Соседка засмеялась:
— Шутите, Леонтий Максимович. Кто это будет кормить воронов? Это такая птица… — согнутыми пальцами, как когтями, сжала себе горло. — Пейте чай, а то простынет.
Утром Калинович проснулся поздней обычного. Пошел в кухню. Принялся у плиты хозяйничать. Яичница и чай — почти постоянный завтрак.
— Доброе утро! — приветствовал его сосед.
— Доброе, доброе, Иван Иванович.
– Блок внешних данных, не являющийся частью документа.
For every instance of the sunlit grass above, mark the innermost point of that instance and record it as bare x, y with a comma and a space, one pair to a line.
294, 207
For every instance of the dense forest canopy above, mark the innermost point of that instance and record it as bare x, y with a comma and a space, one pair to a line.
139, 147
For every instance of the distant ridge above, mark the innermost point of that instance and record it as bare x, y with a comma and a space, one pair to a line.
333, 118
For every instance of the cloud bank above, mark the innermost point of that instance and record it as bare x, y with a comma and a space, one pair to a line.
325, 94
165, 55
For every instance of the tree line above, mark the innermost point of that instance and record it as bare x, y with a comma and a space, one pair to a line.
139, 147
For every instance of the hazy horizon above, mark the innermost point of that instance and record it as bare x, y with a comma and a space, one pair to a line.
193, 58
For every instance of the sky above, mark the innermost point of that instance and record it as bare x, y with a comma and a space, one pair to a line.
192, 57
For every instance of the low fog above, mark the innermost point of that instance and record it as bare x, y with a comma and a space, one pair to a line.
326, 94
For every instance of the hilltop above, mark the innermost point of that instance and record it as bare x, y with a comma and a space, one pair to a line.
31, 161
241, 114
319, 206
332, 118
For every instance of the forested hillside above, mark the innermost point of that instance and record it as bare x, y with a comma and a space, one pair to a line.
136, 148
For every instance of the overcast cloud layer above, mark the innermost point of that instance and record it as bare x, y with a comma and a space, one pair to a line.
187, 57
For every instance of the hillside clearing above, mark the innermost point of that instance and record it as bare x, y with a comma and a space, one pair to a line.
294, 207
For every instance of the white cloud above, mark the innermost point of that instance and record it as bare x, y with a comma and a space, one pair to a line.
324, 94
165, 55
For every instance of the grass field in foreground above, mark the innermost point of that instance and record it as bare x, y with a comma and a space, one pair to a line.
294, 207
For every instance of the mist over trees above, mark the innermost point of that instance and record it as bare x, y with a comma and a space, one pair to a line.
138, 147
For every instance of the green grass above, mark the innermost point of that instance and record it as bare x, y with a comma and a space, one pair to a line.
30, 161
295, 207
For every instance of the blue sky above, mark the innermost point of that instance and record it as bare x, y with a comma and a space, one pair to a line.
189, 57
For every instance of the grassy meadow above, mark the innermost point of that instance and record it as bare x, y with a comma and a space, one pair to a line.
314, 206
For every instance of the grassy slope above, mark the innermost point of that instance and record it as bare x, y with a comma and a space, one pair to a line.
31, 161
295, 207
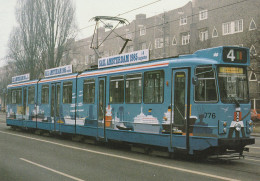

На службу собрались?
Вошла и Евгения Петровна:
— С солнышком вас, Леонтий Максимович. Как вы себя чувствуете?
— Порядок! — Калинович шутливо вытянулся. — Солдат всегда солдат…
— Может, что-нибудь…
Калинович перебил:
— Это я должен у вас спрашивать… Вы люди работающие, а я — свободный от дел пенсионер. Может, что-нибудь надо?
— А нам надо, чтоб вы здоровы были.
— Буду! Получил приказ — должен выполнять.
Соседи шли на работу. Он завтракал. Потом наступали тихие часы, к которым он сначала никак не мог приспособиться. В ушах еще долго звучал грохот узловой станции, где он работал последние двадцать лет.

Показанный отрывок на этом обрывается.